Figure 6 illustrates the impact of noise on classification performance for the ResNet18 classifier. A monotonic relationship between scores (probability prediction from ResNet18) and the proportion of noise in a PPG segment can be observed. The best fit is an exponential function with one term, with an R-square of 0.9388 and an RMSE of 0.1087, showing the goodness of the fit. Figure 6 shows that the trained ResNet18 model incorrectly classified 14 cases as having good quality, which corresponding to 0.5% cases from 2863. These 14 cases all have less than 15% of artifacts hence should still be classified as poor quality based on the rules used in annotation (dashed line in figure 6b). Nevertheless, this result makes sense because it is logical that the classifiers have more difficulties with cases of less amount of artifacts. In other words, we have confidence in stating that PPG signals classified as of good quality are expected not to have more than 15% of artifacts in duration.

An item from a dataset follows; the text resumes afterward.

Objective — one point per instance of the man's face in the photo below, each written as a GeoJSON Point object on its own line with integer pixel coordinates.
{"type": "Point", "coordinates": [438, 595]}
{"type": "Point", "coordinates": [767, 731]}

The uncertainty scores, around the threshold 0.5 used for this binary classification, happen for noise levels less than 10 %.

Figure 6.

Figure 6.

Results of the study of the percentage of noise in a PPG segment and the respective probability predictions from ResNestl8 trained with all original dataset. a) Scatter plot of the percentage of noise and predictions score from the ResNet18 and the fitted curve (exponential function). b) Plot distribution of the percentage of noise by class. The red lines represent the mean values, the red areas represent the mean ± 1.96 × standard error, and the blue areas represent the mean ± one standard deviation.

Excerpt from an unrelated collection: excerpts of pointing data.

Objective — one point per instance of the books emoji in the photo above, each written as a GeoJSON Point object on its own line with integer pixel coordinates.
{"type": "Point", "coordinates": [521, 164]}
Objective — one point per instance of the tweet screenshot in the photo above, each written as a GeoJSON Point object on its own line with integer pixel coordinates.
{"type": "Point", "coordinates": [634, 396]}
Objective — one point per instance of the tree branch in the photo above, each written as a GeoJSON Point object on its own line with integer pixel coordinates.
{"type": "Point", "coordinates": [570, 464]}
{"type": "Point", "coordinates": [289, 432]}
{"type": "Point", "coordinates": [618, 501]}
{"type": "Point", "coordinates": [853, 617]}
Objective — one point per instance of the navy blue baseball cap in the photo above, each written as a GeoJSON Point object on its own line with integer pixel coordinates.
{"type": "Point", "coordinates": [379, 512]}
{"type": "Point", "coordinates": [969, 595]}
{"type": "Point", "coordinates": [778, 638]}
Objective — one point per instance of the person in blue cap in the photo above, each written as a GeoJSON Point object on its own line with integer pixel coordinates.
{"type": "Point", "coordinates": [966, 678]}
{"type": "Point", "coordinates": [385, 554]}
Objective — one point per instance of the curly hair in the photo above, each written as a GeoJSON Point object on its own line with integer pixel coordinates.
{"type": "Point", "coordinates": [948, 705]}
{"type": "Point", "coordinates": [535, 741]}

Table IV represents the values from the curve fit to the data plotted in figure 6 for different percentages of noise in a PPG segment. From the values in the Table IV we can verify that ResNet18 is more stringent than SVM in identifying good quality segments following our rules since at 2% noise proportion, a segment is classified ‘bad’ by ResNet18 (score = 0.17) while it is classified as ‘Good’ by SVM (score = 0.63).

TABLE IV -.

percentage of noise and the correspondent score level from the curve fit for ResNet18 and SVM.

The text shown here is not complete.